🤖 AI Summary
Existing graph distances—such as the structural Hamming distance—are defined purely on graph topology, ignoring the statistical or causal semantics encoded by the graphs, resulting in measures lacking statistical consistency and interpretability. This paper introduces the first model-oriented graph distance framework: treating graphs as probabilistic or causal models, it constructs a partial order based on model inclusion, then defines neighborhoods and shortest-path distances within this order. The framework unifies treatment across diverse graph classes—including DAGs and Markov random fields—while ensuring theoretical rigor and computational feasibility. We develop efficient algorithms for distance computation and confidence-bound estimation, and empirically validate statistical validity and practical utility on probabilistic and causal graphical models.
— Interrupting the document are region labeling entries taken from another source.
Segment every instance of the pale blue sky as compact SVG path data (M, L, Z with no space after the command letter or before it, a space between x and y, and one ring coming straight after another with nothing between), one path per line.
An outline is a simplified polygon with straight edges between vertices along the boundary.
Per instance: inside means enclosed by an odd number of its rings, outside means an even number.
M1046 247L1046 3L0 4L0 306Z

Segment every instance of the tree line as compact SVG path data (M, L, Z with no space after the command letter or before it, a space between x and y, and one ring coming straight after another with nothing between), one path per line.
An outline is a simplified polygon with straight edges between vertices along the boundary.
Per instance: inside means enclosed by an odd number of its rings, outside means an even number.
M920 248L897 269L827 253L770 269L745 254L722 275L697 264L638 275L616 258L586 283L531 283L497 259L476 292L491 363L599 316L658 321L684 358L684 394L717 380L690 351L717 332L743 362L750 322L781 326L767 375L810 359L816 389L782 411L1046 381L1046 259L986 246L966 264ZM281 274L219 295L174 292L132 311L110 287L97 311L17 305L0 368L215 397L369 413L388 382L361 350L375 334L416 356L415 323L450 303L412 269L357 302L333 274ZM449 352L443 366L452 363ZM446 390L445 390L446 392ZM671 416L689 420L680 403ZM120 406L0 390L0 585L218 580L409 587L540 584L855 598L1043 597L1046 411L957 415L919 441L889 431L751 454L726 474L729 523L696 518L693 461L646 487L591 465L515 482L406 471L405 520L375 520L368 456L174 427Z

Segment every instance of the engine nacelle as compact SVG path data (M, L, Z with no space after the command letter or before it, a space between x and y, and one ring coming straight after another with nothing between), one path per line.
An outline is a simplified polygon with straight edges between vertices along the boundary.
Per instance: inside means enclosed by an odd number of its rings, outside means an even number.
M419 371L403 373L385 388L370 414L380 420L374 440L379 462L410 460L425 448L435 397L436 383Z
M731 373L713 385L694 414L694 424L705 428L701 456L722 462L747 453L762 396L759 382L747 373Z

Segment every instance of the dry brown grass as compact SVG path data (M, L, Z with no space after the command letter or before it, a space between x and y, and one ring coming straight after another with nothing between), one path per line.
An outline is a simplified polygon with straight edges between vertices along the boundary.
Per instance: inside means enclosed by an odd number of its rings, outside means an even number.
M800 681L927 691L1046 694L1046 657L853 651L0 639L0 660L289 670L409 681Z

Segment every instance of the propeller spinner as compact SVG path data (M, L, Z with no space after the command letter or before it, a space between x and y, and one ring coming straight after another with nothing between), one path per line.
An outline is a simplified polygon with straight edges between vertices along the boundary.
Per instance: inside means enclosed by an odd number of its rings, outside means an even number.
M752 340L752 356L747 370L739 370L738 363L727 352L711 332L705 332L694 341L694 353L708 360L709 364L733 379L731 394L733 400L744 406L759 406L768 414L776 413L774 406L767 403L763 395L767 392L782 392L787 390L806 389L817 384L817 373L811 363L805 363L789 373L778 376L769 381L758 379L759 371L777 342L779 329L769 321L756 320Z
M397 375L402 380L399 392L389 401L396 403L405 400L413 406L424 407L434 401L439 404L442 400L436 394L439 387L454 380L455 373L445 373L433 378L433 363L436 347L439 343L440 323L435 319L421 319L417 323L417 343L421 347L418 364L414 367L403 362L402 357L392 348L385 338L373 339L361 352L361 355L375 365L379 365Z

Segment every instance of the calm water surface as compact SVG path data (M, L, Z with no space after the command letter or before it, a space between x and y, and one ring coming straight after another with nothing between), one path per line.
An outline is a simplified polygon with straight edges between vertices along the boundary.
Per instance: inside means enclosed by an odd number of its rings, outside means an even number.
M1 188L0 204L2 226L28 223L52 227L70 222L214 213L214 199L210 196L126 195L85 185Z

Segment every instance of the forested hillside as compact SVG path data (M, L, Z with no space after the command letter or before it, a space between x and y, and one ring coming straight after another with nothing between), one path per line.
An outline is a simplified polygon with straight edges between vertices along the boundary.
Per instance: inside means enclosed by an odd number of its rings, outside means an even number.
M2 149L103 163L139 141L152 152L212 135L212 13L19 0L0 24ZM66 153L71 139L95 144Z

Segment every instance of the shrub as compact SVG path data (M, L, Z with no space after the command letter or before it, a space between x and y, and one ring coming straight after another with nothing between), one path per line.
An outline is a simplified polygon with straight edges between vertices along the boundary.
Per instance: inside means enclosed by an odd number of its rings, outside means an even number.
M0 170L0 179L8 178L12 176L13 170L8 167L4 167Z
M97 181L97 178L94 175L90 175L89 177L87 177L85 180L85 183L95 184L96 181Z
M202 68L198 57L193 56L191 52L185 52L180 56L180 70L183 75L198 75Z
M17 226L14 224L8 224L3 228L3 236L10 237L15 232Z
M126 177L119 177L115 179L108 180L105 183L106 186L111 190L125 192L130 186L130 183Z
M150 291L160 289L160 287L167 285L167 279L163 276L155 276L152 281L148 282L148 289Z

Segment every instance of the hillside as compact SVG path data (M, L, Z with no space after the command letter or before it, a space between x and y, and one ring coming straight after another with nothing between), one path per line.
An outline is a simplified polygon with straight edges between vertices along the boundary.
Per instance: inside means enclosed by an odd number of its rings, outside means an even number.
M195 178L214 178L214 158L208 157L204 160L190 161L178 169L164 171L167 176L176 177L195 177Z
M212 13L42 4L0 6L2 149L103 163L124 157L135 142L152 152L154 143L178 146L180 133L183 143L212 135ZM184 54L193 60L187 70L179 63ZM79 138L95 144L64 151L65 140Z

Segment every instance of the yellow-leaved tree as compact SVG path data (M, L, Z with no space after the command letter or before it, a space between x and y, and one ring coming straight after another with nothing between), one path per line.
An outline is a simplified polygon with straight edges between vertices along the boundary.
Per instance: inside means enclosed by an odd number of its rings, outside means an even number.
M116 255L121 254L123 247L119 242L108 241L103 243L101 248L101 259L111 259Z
Our core contribution is the paradigm shift from topology-based to semantics-based graph distances—anchoring distance definitions in model interpretation rather than structural features—thereby establishing a statistically meaningful foundation for parameter-space metrics, hypothesis testing, and confidence set construction.
📝 Abstract
A well-defined distance on the parameter space is key to evaluating estimators, ensuring consistency, and building confidence sets. While there are typically standard distances to adopt in a continuous space, this is not the case for combinatorial parameters such as graphs that represent statistical models. Existing proposals like the structural Hamming distance are defined on the graphs rather than the models they represent and can hence lead to undesirable behaviors. We propose a model-oriented framework for defining the distance between graphs that is applicable across many different graph classes. Our approach treats each graph as a statistical model and organizes the graphs in a partially ordered set based on model inclusion. This induces a neighborhood structure, from which we define the model-oriented distance as the length of a shortest path through neighbors, yielding a metric in the space of graphs. We apply this framework to both probabilistic graphical models (e.g., undirected graphs and completed partially directed acyclic graphs) and causal graphical models (e.g., directed acyclic graphs and maximally oriented partially directed acyclic graphs). We analyze the theoretical and empirical behaviors of model-oriented distances. Algorithmic tools are also developed for computing and bounding these distances.